1. Aux termes de l’article R. 222-1 du code de justice administrative : « (…) les présidents de formation de jugement des tribunaux (…) peuvent, par ordonnance : (…) 4° Rejeter les requêtes manifestement irrecevables, lorsque la juridiction n’est pas tenue d’inviter leur auteur à les régulariser ou qu’elles n’ont pas été régularisées à l’expiration du délai imparti par une demande en ce sens (…) ».
2. Aux termes de l’article R. 412-1 du code de justice administrative : « La requête doit à peine d’irrecevabilité être accompagnée, sauf impossibilité justifiée, de l’acte attaqué, ou, dans le cas mentionné à l’article R. 421-2, de la pièce justifiant de la date du dépôt de la réclamation ». Aux termes de l’article R. 612-1 du même code : « Lorsque des conclusions sont entachées d’une irrecevabilité susceptible d’être couverte après l’expiration du délai de recours, la juridiction ne peut les rejeter en relevant d’office cette irrecevabilité qu’après avoir invité leur auteur à les régulariser. (…) La demande de régularisation mentionne que, à défaut de régularisation, les conclusions pourront être rejetées comme irrecevables dès l’expiration du délai imparti qui, sauf urgence, ne peut être inférieur à quinze jours. (…) ». Il résulte de ces dispositions qu’une requête doit être dirigée contre une décision, dont une copie doit être jointe, et qu’elle peut être rejetée, par ordonnance, comme irrecevable si ces conditions ne sont pas respectées et si le requérant n’a pas donné suite à la demande de régularisation qui lui a été adressée en ce sens.

3. En outre, l’article R. 611-8-6 du même code prévoit que : « (…) Les parties sont réputées avoir reçu la communication ou la notification à la date de première consultation du document qui leur a été ainsi adressé, certifiée par l’accusé de réception délivré par l’application informatique, ou, à défaut de consultation dans un délai de deux jours ouvrés à compter de la date de mise à disposition du document dans l’application, à l’issue de ce délai. Sauf demande contraire de leur part, les parties sont alertées de toute nouvelle communication ou notification par un message électronique envoyé à l’adresse choisie par elles (...) ».

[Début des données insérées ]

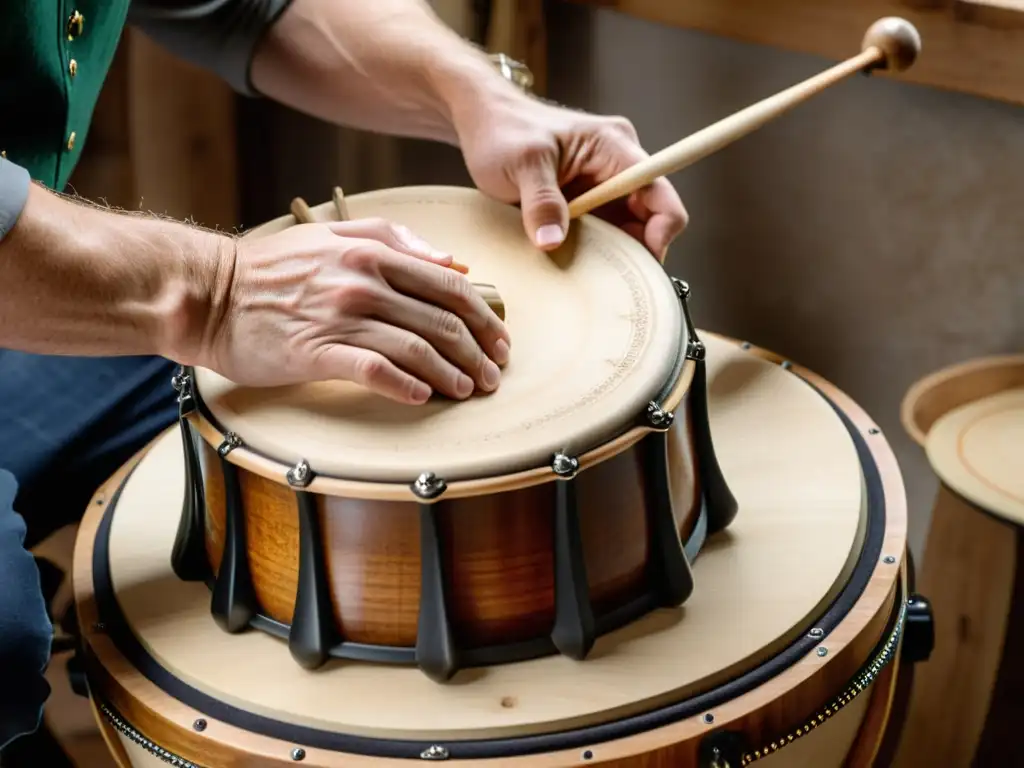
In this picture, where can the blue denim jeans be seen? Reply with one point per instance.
(66, 425)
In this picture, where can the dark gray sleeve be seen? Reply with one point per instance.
(14, 182)
(217, 35)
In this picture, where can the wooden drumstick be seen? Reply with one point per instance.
(300, 210)
(890, 43)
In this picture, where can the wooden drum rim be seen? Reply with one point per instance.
(603, 337)
(271, 469)
(965, 382)
(873, 616)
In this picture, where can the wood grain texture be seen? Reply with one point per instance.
(957, 55)
(997, 14)
(968, 573)
(778, 704)
(499, 548)
(182, 136)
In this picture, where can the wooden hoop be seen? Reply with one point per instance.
(803, 686)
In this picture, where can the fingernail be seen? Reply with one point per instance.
(492, 376)
(501, 351)
(416, 243)
(464, 386)
(421, 392)
(549, 235)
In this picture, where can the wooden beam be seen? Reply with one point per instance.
(969, 50)
(181, 124)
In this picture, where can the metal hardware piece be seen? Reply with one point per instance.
(695, 350)
(513, 71)
(231, 441)
(564, 466)
(920, 639)
(428, 486)
(722, 750)
(434, 752)
(182, 384)
(300, 475)
(657, 417)
(858, 685)
(133, 735)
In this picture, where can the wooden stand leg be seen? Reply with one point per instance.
(969, 573)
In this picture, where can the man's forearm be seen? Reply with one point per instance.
(80, 280)
(386, 66)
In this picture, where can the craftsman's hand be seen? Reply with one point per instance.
(519, 150)
(358, 300)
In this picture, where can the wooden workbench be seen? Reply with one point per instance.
(970, 46)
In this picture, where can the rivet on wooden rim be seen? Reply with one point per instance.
(565, 466)
(428, 485)
(434, 752)
(300, 475)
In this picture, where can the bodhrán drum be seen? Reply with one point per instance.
(520, 523)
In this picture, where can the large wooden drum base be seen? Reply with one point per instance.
(786, 652)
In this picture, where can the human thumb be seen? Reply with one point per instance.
(545, 212)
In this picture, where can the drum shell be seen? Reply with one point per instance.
(770, 713)
(498, 548)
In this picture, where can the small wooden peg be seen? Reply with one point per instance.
(301, 212)
(304, 215)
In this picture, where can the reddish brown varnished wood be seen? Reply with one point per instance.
(498, 548)
(775, 707)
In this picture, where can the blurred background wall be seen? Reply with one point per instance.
(872, 235)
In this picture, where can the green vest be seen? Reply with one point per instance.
(54, 56)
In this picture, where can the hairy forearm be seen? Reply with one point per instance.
(385, 66)
(81, 280)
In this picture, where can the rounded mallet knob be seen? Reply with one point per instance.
(897, 39)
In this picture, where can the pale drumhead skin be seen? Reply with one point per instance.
(978, 451)
(759, 585)
(597, 331)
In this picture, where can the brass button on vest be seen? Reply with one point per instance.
(76, 25)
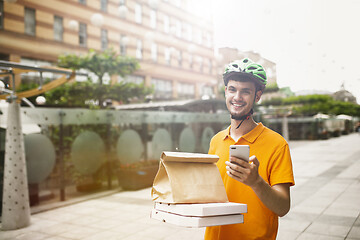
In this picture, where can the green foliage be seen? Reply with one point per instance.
(88, 94)
(100, 63)
(313, 104)
(273, 87)
(85, 94)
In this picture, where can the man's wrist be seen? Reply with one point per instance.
(258, 184)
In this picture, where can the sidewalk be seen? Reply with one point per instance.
(325, 204)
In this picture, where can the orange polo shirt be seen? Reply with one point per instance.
(273, 153)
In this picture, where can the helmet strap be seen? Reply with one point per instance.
(243, 118)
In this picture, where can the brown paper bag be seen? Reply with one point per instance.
(188, 178)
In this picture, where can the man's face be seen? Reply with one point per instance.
(240, 97)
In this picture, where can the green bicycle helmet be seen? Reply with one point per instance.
(245, 69)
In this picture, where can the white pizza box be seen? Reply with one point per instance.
(202, 209)
(196, 222)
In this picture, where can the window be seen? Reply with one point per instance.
(180, 58)
(153, 19)
(167, 56)
(189, 32)
(162, 88)
(209, 40)
(132, 79)
(166, 24)
(154, 52)
(199, 37)
(138, 13)
(191, 61)
(138, 53)
(201, 64)
(178, 28)
(58, 28)
(123, 43)
(82, 35)
(30, 21)
(104, 40)
(103, 5)
(185, 89)
(210, 66)
(1, 14)
(177, 3)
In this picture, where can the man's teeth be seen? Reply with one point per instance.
(238, 105)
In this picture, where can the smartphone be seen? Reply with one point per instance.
(240, 151)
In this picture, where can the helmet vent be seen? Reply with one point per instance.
(262, 76)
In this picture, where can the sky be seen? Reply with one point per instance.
(314, 43)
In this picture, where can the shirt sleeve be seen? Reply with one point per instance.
(281, 170)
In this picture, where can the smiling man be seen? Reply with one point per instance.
(264, 182)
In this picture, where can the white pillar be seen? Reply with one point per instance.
(15, 208)
(285, 128)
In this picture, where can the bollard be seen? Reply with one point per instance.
(15, 208)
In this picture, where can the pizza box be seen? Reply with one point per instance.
(196, 222)
(202, 209)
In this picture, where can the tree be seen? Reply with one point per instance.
(82, 94)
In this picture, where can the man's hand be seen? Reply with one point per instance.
(244, 171)
(276, 198)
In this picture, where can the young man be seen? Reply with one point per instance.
(264, 182)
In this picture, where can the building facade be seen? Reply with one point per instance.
(173, 45)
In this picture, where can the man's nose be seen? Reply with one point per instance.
(238, 96)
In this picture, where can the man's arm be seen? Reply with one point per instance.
(276, 198)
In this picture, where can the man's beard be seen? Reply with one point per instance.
(241, 116)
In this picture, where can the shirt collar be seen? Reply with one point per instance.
(250, 136)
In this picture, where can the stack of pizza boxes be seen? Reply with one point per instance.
(188, 191)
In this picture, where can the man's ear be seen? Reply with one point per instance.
(258, 95)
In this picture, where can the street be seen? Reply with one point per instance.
(325, 204)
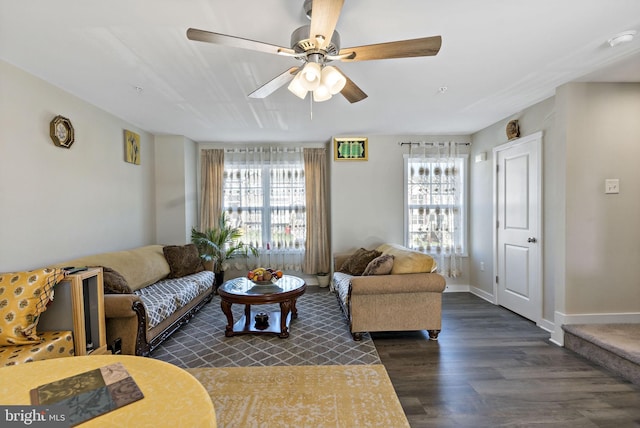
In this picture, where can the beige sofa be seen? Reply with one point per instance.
(409, 297)
(156, 305)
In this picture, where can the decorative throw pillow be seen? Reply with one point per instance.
(358, 261)
(381, 265)
(114, 282)
(23, 297)
(183, 260)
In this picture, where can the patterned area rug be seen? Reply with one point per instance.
(303, 396)
(319, 336)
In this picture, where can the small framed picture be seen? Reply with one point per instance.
(131, 147)
(350, 148)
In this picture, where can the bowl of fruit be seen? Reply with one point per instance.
(264, 276)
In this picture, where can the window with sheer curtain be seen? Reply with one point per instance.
(435, 204)
(264, 195)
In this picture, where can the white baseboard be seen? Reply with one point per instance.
(561, 319)
(483, 295)
(456, 288)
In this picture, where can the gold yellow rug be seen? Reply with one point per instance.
(302, 396)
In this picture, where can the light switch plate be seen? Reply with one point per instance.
(612, 185)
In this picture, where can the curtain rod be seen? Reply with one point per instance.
(411, 143)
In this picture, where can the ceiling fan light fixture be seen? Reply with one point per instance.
(620, 38)
(296, 87)
(321, 93)
(333, 79)
(311, 75)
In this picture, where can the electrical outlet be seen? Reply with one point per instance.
(612, 185)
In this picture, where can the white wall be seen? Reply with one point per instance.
(57, 203)
(367, 204)
(176, 196)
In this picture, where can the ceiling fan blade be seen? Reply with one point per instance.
(324, 17)
(351, 91)
(275, 83)
(236, 42)
(425, 46)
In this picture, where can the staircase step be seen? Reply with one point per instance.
(615, 347)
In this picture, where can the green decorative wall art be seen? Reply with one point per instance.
(350, 148)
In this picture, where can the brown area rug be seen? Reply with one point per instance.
(303, 396)
(319, 336)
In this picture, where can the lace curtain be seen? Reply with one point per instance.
(264, 194)
(435, 204)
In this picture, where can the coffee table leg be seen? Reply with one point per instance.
(285, 307)
(247, 316)
(226, 308)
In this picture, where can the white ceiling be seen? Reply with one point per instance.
(497, 58)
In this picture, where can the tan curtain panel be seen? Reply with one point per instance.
(317, 248)
(212, 173)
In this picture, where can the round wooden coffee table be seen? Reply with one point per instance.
(243, 291)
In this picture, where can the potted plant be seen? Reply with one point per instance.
(323, 279)
(216, 246)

4. La requête de M. A... n’est pas accompagnée de l’arrêté dont il demande l’annulation, la seule décision jointe étant un arrêté daté du 10 novembre 2023 qui lui a été notifié le 26 novembre suivant. Ainsi, sa requête ne satisfait pas aux exigences de l’article R. 412-1 du code de justice administrative. C’est pourquoi, conformément aux dispositions précitées de l’article R. 612-1 du code de justice administrative, un courrier du greffe l’invitant à régulariser sa requête en produisant, dans un délai de quinze jours, la décision dont il demande l’annulation, lui a été adressé le 5 juin 2024 au moyen de l’application Télérecours. Ce courrier a été consulté par son conseil le 12 juin 2024, ainsi qu’en atteste l’accusé de réception délivré par l’application informatique précitée. En réponse à cette demande de régularisation, M. A... s’est borné à transmettre à nouveau l’arrêté du 10 novembre 2023 initialement joint à sa requête mais n’a pas produit l’arrêté du 24 janvier 2024 dont il demande l’annulation et pour la contestation duquel il a sollicité, et obtenu d’ailleurs, le bénéfice de l’aide juridictionnelle par décision du 19 avril 2024. Le requérant n’établit pas davantage l’impossibilité dans laquelle il se trouverait de produire l’arrêté litigieux. Le délai de quinze jours qui lui était imparti pour régulariser sa requête est expiré. Par suite, sa requête, qui n’a pas été régularisée, est entachée d’une irrecevabilité manifeste et doit, dès lors, être rejetée en application des dispositions précitées du 4° de l’article R. 222-1 du code de justice administrative.




O R D O N N E :



Article 1er : La requête de M. A... est rejetée.


Article 2 : La présente ordonnance sera notifiée à M. B... A....

Fait à Orléans, le 28 juin 2024.


La présidente de la 4ème chambre,





Patricia ROUAULT-CHALIER


La République mande et ordonne à la préfète du Loiret, en ce qui la concerne ou à tous commissaires de justice à ce requis en ce qui concerne les voies de droit commun contre les parties privées, de pourvoir à l’exécution de la présente décision.